I first took issue with this show when random characters would appear in a scene, and there was this forced familiarity between them, myself, and Mary Jane. I didn't want an aside to explain the history between her and every character, but something would have been nice. Lisa? Where did she come from all of a sudden? Kara, the producer (is that her job title?)… I'm guessing they've worked together for a while, but I can't say for sure because… Well, I just can't. Then comes her neighbor/co-worker… I would be remiss if I didn't mention her very close "girlfriends" with whom she shared wine and sperm.

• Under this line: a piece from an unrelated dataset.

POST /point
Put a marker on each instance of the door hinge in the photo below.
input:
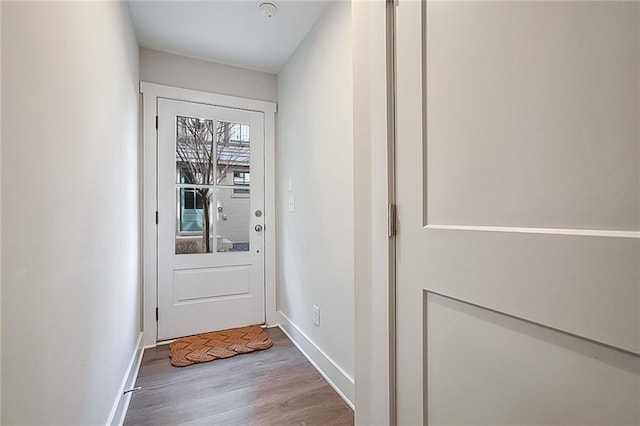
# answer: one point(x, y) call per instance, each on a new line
point(393, 221)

The Patterson family. More randomness. Momma has Lupus. Papa has become a rolling stone for a platinum table. One brother does drugs, while the other sells them. Someone's married to/dating a white woman, and the 19-year-old is pregnant.
What bothers me about all of this is the disconnection from viewers.
All of these characters are supposed to be integral to the storyline of this show, but it's like grasping at straws trying to come to level ground with them. It's as if I'm being forced to let them into my house for dinner, but I don't even know if I can trust them around my good china. For weeks, months, and possibly years, writers put together this series but they left out the most important part: the heart.
This show lacks passion and it lacks poise. Every episode reads as a compilation of suggestions rejected from Tyler Perry's inbox. It wants to be a drama, with sprinkles of comedy, social commentary, and a moral at the end. But that's not happening.
I want to love this show, but in its current state, it's impossible. I just finished the two part finale and feel just as much emptiness as when the series began. I'm not looking forward to the next season, but a part of me just wants the rest of the puzzle. I have the edges, I just need the rest of the picture.
I need the writers, producers, grips, cameramen, sound check, assistants, and lunch servers to do better with this show. I can tell it wants to be taken seriously, but there is seriously nothing to take.